One local legend relates that Maughold tried to make a fool out of Patrick. Maughold had, according to this story, placed a living man in a shroud. He then called for Patrick to try to revive the allegedly dead man. Patrick came, placed a hand on the shroud, and left. When Maughold and his friends opened the shroud, they found the man had died in the interim. One of Maughold's friends, a fellow named Connor, went over to Patrick's camp and apologized to him. Patrick returned and baptized all of the men assembled. He then blessed the man who had died, who immediately returned to life, and was also baptized. Patrick then criticized Maughold, saying he should have been helping his men to lead good lives, and told him he must make up for his evil.

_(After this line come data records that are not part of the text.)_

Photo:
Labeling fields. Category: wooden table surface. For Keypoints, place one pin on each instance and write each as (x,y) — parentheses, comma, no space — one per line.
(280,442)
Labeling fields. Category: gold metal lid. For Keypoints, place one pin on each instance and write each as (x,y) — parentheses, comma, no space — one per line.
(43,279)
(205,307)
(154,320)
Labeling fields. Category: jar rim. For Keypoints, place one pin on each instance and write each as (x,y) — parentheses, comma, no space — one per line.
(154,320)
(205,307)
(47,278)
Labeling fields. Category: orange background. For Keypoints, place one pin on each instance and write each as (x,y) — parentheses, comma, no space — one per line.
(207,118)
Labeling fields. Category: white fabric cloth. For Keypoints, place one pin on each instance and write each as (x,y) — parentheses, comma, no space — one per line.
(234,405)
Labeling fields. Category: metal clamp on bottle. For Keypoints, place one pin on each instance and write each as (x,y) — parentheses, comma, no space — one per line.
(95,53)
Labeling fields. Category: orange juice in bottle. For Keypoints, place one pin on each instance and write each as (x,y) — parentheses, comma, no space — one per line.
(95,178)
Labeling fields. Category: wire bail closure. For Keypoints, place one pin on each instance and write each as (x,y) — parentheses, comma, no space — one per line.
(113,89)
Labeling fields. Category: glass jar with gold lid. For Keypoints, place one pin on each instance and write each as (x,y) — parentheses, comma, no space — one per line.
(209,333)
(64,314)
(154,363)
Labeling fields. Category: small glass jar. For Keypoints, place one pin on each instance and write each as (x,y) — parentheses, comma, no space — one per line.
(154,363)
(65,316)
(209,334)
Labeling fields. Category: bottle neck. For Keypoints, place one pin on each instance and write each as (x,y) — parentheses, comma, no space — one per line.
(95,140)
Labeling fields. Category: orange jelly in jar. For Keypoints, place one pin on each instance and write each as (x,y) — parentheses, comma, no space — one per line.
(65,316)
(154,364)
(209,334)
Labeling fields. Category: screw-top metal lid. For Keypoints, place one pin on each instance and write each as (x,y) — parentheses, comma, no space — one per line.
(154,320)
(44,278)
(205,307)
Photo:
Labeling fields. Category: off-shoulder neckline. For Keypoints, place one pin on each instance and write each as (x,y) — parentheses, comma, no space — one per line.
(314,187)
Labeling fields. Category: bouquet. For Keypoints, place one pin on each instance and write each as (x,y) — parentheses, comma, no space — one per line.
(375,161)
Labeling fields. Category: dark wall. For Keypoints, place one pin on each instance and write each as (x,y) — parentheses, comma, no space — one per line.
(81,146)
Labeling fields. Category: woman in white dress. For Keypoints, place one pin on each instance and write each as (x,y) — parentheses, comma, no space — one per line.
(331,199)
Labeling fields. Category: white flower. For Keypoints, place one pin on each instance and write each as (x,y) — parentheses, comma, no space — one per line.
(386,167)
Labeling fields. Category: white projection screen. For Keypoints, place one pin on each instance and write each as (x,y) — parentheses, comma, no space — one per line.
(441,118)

As penance for his previous crimes, Patrick ordered him to abandon himself to the Christian God by sailing from Ireland in a currach without oars. Maughold drifted to the isle, where two of Patrick's disciples, Romulus and Conindrus (Romuil and Conindri), were already established. Tradition says he landed on the northeast corner of the Isle near Ramsey, at the foot of a headland since called Maughold Head, where he established himself as a hermit in a cave on the mountainside. He is said to have been chosen by the Manx people to succeed Romuil and Conindri as bishop.

Maughold is today best remembered on the Isle of Man for his kind disposition toward the Manx natives. Several places on the island, including, Maughold parish, St Maughold's Well, and St Maughold's Chair are named after him.